[tz] Tzdb and the Sunshine Protection Act
resnick at episteme.net
Sat Mar 4 21:12:59 UTC 2023
On 4 Mar 2023, at 11:46, Steffen Nurpmeso wrote:
> Eliot Lear wrote in
> <867b8fc8-1229-dca7-8408-2c80818dfc6b at lear.ch>:
> |On 03.03.23 00:04, Tim Parenti via tz wrote:
> |> On Thu, 2 Mar 2023 at 17:45, Paul Eggert via tz <tz at iana.org>
> |> Whether the adjusted time in (say) New York would be
> abbreviated \
> |> "EST"
> |> or "AST" or "EDT" is up to common practice.
> |> Worth considering that, if "EST" were to become standard for -04,
> |> would require modifications to supported, but obsoleted, formats
> |> RFC 2822 §4.3, which state:
> |> EDT is semantically equivalent to -0400
To be perfectly clear, even though the syntax was called "obsolete" in
2822 and 5322, we are clarifying in the full Standard (being completed
soon) that it would probably have been better to call it "legacy": The
elements in that section are not going away in any meaningful way, but
rather they exist in archives of email and are generated by legacy
systems from time to time, as Steffen rightly (though perhaps
indelicately) points out.
So as far as this syntactic form goes, "EDT" and the like should only
exist in email archives or as generated by legacy systems (which no
doubt will always believe that "EDT" is semantically equivalent to
-0400), and therefore the meaning has not changed for purposes of
interpreting extant email message "Date:" header fields.

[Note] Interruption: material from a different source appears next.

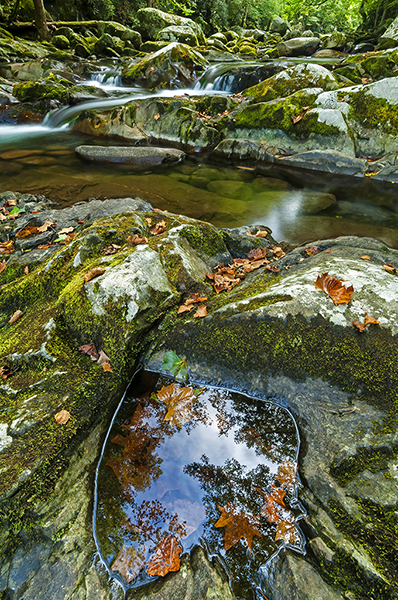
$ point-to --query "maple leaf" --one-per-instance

In current
conformant email, those time zone designations are not generated.
> |RFC 2822 is already obsolete, and this part was somewhat fixed in
> |5322. See Section 3.3 of that document, in that those old zone
> |are marked as obsolete, but allowed. Pete can say more if he
There were no changes to this section between RFC 2822 and RFC 5322, and
there won't be any changes when we move to full Standard. As above, when
used in the interpretation of legacy email, those definitions are
correct, independent of what happens in the future.
> Destructive comment, but i do not copy this.
> Unless i give in and accept that over fourty years of email
> soon disappear in the void of digital history, except for
> bitsavers or wayback machine(s).
A rather quarrelsome way to say it, but yes, in legacy email, these
forms will still exist and still mean what they always meant.